Intern erstellte Prognosen können die Absatzunsicherheit jedoch nur begrenzt vermindern, wenn Marktsignale nur sehr verzögert wahrgenommen werden (Hersteller befindet sich auf einer Vorstufe des verkaufsfähigen Produkts), wenn lange Prognosezeiträume notwendig sind wegen langer Durchlaufzeiten und kurzen Lieferzeiten auf dem Absatzmarkt und wenn die Absatzzahlen am Point-of-Sale sehr instabil sind. In diesem Falle lassen sich durch eine unternehmensübergreifende Zusammenarbeit auf der Sell-Side signifikante Verbesserungen erreichen. Um eine bessere Marktnähe zu erreichen, wurden verschiedene Konzepte entwickelt: Bei Vendor Managed Inventory erhält der Lieferant Einblick in die Bedarfs- und Bestandsdaten. Mit weiterverarbeitenden Kunden ist auch der rollierende Forecast, der auf der Produktionsplanung des Kunden beruht, ein bereits etabliertes Instrument, die Absatzunsicherheit für die liefernde Stufe zu reduzieren. Collaborative Planning, Forecasting and Replenishment (CPFR) ist ein Partnerschaftskonzept zwischen zwei oder mehreren Partnern mit dem Ziel, auf Basis einer gemeinsamen Planung Prognosen zu erstellen, um optimale Produktions- und Bestellabwicklungsprozesse zu erreichen. Die gemeinsame Planung der beteiligten Supply-Chain-Partner verspricht bei Aktionen, Produktneueinführungen und kritischen Abweichungen von der Absatzprognose signifikante Verbesserungen, da jeder Partner nicht nur frühzeitig informiert wird, sondern in den Planungsprozess involviert ist und eigene Sichtweisen und Know-how einfließen lassen kann.

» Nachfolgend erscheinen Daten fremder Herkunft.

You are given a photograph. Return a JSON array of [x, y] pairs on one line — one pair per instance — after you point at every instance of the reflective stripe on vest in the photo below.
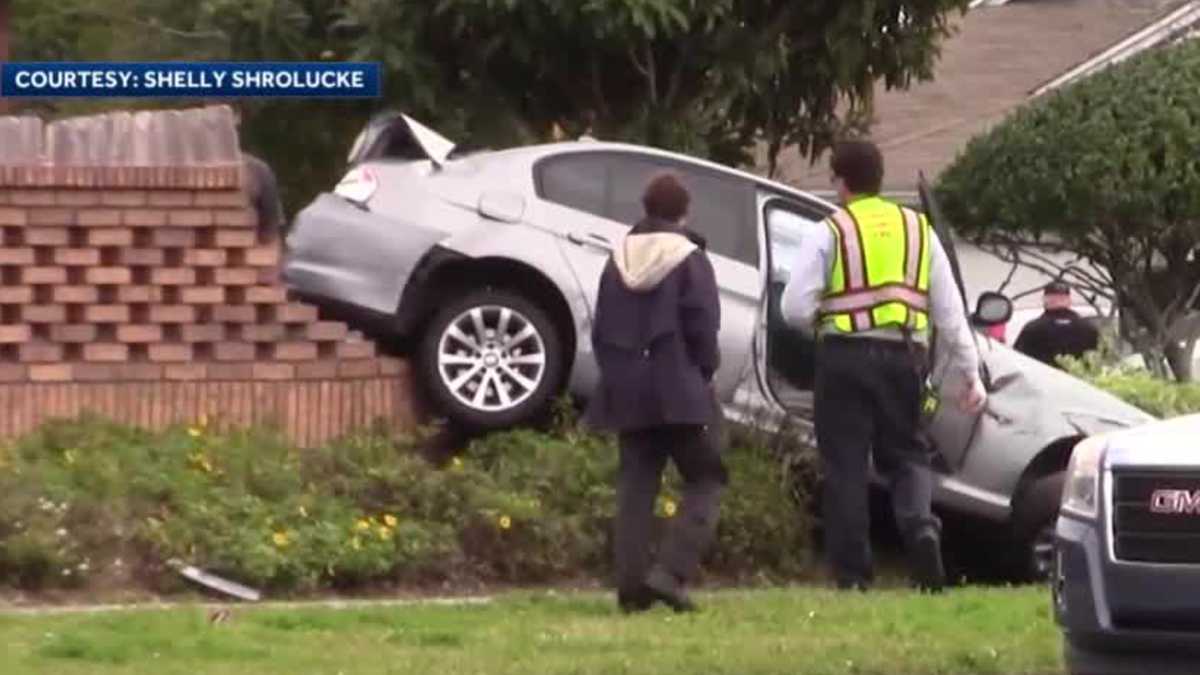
[[900, 293]]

Schwankungen des Auftragseingangs sind zu einem beträchtlichen Teil auf Geschäftspraktiken in der Supply Chain zurückzuführen, die auf das Kaufverhalten des Kunden Einfluss nehmen. Bestellmengenabhängige Preisnachlässe veranlassen den Kunden, zu bestimmten Zeitpunkten größere Mengen zu beschaffen und diese einzulagern, als er es unter Berücksichtigung von Bestellabwicklungs- und Lagerkosten für sinnvoll erachten würde. Die Ankündigung von Preissteigerungen hat zur Folge, dass Kunden spekulative Bestände anlegen. Zum alten – vergleichsweise niedrigen – Preis werden große Mengen geordert. Auch verkaufsfördernde Aktionen haben starke Auswirkungen auf das Kaufverhalten des Kunden.

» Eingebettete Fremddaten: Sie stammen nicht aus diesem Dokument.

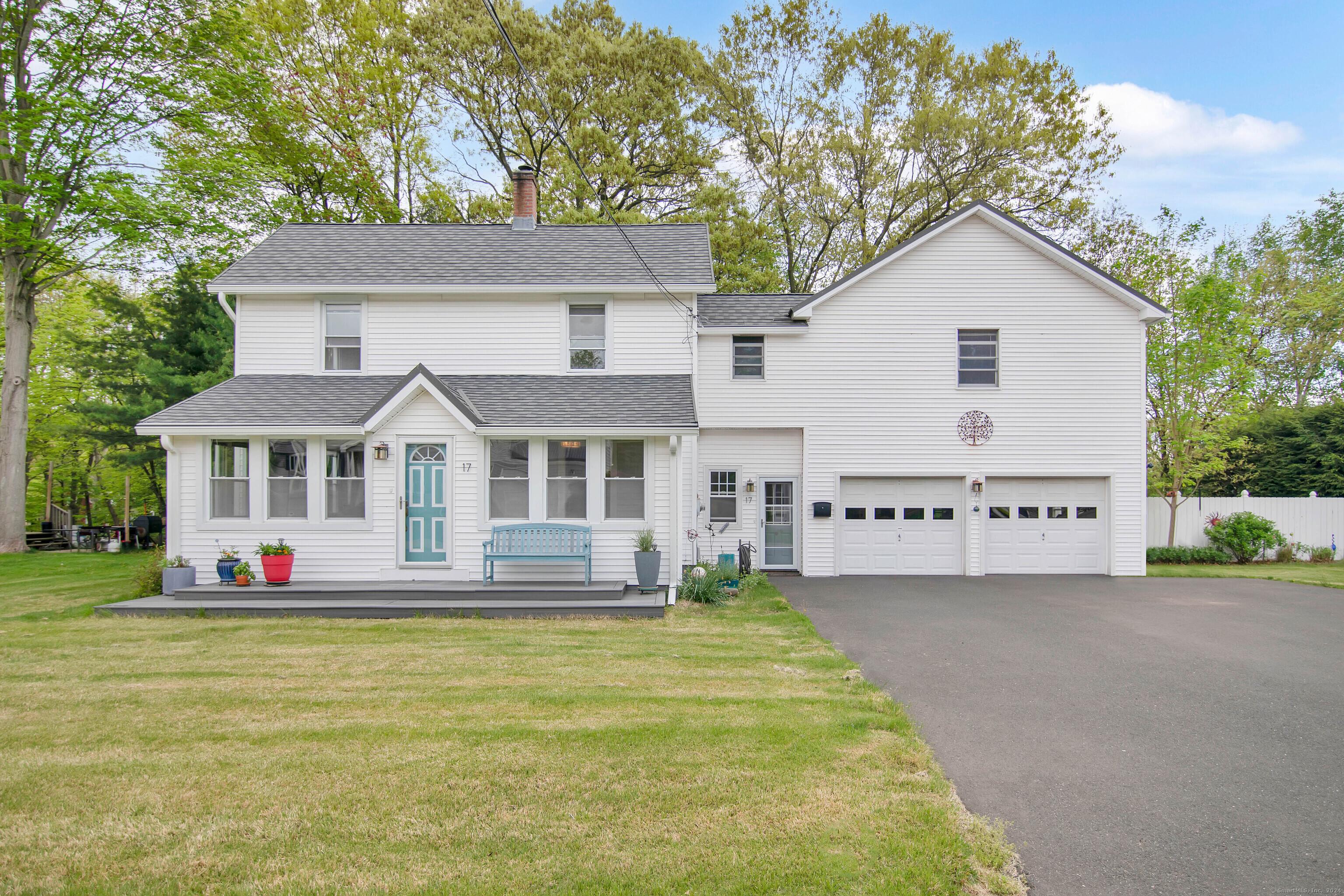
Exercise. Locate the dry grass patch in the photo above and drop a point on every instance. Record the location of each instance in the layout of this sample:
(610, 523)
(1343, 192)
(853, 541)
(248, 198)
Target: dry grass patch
(468, 756)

Die erläuterten Zusammenhänge führen zu der Empfehlung, Preisnachlässe auf den Jahresabsatz oder -umsatz anstelle auf die einzelne Bestellmenge und den jeweiligen Rechnungsbetrag zu gewähren und auf eine vorzeitige Bekanntgabe von Preisänderungen zu verzichten. Vendor Managed Inventory verringert die Schwankungen der Nachfrage, weil die Verzerrungen als Folge der Beschaffungspolitik des Kunden entfallen. Promotionen der Kunden sollten zeitlich koordiniert werden.